Swatting began several years ago at celebrities’ homes, and Sen. Andrew Brenner (R-Delaware County) said it’s become more common among everyday people.

After a typical Thursday of work and errands, neurosurgeon Alex Powers fell asleep watching basketball last month.

“If it gets past 10 o’clock, for me, I usually fall asleep on the couch,” Powers said.

By midnight, Powers was standing in his Winston Salem, North Carolina living room, handcuffed in front of his children.

“It was complete chaos. And they have — you know — they have assault rifles,” said Powers, recounting the disorienting experience of being woken up by a SWAT team breaking his door down. “I’m like, why are they — why are the guns on me? Like, what in the world is going on?”

While Powers slept, someone had called police to report an active shooter at Powers’ home.

Within minutes of arriving at the home, officers realized none of that was true.

“They’re like, ‘OK! No shooter here.’ And they just walk up and take the cuffs off, they just walk out,” Powers said.

According to Powers, the incident started with his teenage son playing Fortnite, a popular online video game in which players from all over the world can compete inside colorful virtual arenas.

“I knew he played Fortnite, but I didn’t even know he was on this app called Discord,” Powers said. “Discord is not a good space.”

Discord is an app that hosts private chats. While it’s popular among video gamers, it’s also reportedly been used by criminals, including the suspect in a deadly mass shooting targeting Black people last month at a Buffalo, New York grocery store.

“Discord takes the safety of all users incredibly seriously,” a spokesperson from Discord said in an email. “We have zero-tolerance for illegal activity on our service, including cases like this that involve swatting, and have invested in dedicated resources to combat these forms of abuse. We act immediately when we become aware of this kind of behavior, including by banning users, shutting down servers, and engaging with authorities, when appropriate.”

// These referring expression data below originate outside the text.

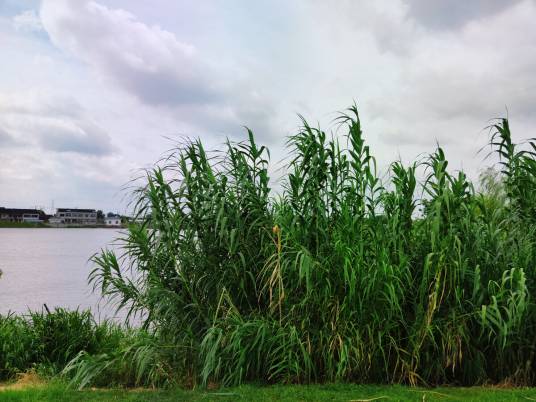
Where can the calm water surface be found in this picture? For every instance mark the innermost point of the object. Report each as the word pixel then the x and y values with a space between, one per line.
pixel 50 266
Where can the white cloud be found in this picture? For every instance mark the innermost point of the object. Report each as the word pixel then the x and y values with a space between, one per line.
pixel 27 21
pixel 127 78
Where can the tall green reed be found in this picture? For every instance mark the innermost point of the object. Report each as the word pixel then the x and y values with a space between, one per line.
pixel 342 276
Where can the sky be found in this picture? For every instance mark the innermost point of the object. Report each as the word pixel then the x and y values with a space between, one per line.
pixel 93 91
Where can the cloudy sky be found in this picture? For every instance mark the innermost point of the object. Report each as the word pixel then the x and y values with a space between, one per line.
pixel 91 91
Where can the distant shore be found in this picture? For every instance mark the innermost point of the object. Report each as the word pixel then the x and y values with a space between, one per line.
pixel 31 225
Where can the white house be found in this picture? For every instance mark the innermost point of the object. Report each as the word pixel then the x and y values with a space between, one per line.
pixel 113 221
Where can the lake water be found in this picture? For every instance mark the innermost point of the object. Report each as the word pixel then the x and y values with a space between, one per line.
pixel 50 266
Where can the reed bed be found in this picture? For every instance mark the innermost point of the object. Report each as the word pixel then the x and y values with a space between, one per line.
pixel 341 276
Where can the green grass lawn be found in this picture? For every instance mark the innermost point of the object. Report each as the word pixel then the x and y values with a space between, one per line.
pixel 58 392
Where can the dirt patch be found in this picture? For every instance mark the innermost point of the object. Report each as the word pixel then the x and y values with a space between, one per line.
pixel 24 380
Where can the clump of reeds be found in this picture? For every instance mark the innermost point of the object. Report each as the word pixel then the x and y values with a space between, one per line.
pixel 339 277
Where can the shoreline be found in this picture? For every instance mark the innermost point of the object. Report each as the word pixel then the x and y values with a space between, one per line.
pixel 28 225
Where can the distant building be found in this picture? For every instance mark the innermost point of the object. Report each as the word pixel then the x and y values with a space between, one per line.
pixel 113 221
pixel 22 215
pixel 74 216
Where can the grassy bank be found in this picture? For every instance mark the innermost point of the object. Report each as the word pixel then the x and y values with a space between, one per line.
pixel 334 392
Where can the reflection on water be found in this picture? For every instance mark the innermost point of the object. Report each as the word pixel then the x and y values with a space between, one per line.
pixel 50 266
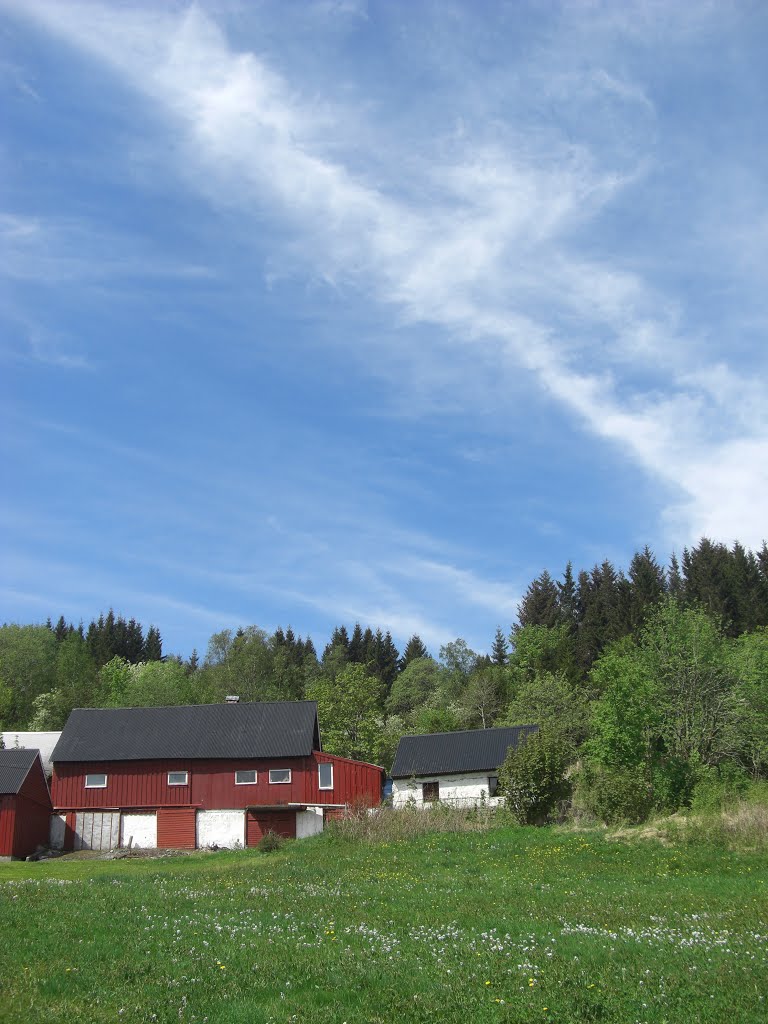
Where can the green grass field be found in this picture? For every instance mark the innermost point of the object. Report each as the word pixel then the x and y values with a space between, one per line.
pixel 510 925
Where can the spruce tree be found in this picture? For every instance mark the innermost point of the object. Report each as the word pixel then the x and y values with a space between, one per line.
pixel 540 603
pixel 500 650
pixel 154 645
pixel 566 597
pixel 675 585
pixel 356 648
pixel 414 648
pixel 647 586
pixel 134 642
pixel 387 659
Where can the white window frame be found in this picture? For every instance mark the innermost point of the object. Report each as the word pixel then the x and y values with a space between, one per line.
pixel 325 764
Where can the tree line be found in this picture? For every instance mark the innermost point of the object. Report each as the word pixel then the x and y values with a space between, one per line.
pixel 645 684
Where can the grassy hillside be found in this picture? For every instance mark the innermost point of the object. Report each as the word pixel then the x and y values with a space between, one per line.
pixel 510 925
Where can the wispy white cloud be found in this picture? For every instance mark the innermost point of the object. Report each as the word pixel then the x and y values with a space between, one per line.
pixel 482 243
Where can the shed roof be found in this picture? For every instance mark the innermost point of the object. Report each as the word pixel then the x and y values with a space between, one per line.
pixel 448 753
pixel 43 741
pixel 14 767
pixel 286 728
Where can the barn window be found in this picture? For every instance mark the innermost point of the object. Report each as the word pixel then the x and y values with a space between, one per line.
pixel 326 775
pixel 430 792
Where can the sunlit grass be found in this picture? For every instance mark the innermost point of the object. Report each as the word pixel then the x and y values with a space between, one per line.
pixel 508 925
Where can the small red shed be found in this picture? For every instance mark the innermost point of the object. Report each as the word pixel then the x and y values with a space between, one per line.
pixel 25 803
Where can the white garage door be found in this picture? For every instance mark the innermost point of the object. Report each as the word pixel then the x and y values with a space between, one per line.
pixel 221 828
pixel 140 830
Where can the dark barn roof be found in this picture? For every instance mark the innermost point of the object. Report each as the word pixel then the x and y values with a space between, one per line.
pixel 280 729
pixel 448 753
pixel 14 767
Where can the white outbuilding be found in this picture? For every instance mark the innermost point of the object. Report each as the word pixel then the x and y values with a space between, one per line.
pixel 456 768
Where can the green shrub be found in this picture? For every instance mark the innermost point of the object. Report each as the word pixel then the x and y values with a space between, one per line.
pixel 532 777
pixel 619 796
pixel 718 788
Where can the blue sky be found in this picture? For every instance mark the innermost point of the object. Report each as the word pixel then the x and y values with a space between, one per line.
pixel 315 312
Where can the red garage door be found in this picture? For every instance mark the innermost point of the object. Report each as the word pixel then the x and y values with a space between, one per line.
pixel 176 827
pixel 259 823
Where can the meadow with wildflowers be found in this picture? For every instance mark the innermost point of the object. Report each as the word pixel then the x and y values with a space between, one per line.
pixel 509 925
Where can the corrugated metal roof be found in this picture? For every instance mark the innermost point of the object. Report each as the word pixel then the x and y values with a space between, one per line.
pixel 14 767
pixel 287 728
pixel 446 753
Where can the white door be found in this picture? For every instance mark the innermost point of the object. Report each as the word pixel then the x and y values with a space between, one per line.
pixel 225 828
pixel 138 830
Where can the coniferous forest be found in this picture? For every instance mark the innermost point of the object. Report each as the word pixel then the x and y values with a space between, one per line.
pixel 647 685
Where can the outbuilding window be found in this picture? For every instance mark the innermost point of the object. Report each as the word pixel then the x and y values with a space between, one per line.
pixel 430 792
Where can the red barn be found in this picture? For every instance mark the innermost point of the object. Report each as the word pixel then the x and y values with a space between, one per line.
pixel 200 775
pixel 25 803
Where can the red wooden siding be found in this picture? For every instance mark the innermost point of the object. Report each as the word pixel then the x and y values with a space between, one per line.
pixel 25 818
pixel 353 781
pixel 258 823
pixel 129 783
pixel 176 827
pixel 7 824
pixel 33 826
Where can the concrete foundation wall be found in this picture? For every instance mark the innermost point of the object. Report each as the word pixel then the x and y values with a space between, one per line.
pixel 57 832
pixel 457 791
pixel 138 829
pixel 308 822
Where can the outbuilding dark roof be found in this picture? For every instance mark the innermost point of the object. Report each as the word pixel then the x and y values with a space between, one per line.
pixel 279 729
pixel 448 753
pixel 14 767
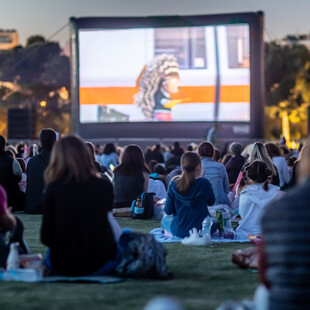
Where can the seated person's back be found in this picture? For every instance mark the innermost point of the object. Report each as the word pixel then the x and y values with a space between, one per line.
pixel 75 223
pixel 285 254
pixel 188 198
pixel 254 197
pixel 215 173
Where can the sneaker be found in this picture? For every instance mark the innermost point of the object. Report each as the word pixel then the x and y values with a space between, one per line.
pixel 196 239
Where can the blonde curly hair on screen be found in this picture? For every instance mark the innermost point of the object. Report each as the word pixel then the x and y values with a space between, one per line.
pixel 152 74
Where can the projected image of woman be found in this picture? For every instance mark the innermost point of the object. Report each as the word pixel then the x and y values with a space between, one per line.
pixel 157 81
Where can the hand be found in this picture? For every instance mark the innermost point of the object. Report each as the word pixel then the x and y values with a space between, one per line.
pixel 170 104
pixel 7 220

The night the SWAT team came, Powers said his son was chatting with someone claiming to be from Dublin, Ohio. Powers explained that the participants in the chat, including his son, were sharing photos of their computers.

“He took a picture of his and sent it to him. And in the corner on his desk was one of my magazines with our address on it,” Powers said.

“I know Discord is used a lot for computer gamers. That’s where a lot of this swatting started from to begin with,” said Brenner, who first became aware of swatting in the summer of 2021, when two incidents happened in Delaware County within a month.

No one was hurt in either incident, but someone could have been, he said.

“What somebody thinks is a harmless prank could end up causing somebody a heart attack or other things which have happened,” Brenner said.

Powers said he was grateful to have fallen asleep on the couch. Had he been asleep in his bedroom, Powers said he would have grabbed his pistol when police entered his home.

“Had I come downstairs with a pistol, they would have killed me,” he said.

The cost of the law enforcement response is also an issue, Brenner said.

“It’s their resources, their time and effort, where they could be utilized elsewhere,” Brenner said. “They’re distracted by these types of calls, and it takes away from other things.”

Brenner introduce a bill in the Ohio Senate in February that would make swatting a felony in Ohio, punishable with fines and prison time. A similar bill was also introduced in the House of Representatives in October of 2021. Both pieces of legislation remain pending in committees.

“This has other ramifications there besides just pulling the prank on the kids, and they should know not to do this,” Brenner said.

Powers said he is working with the FBI to track down the swatter and that Discord is cooperating with the agency.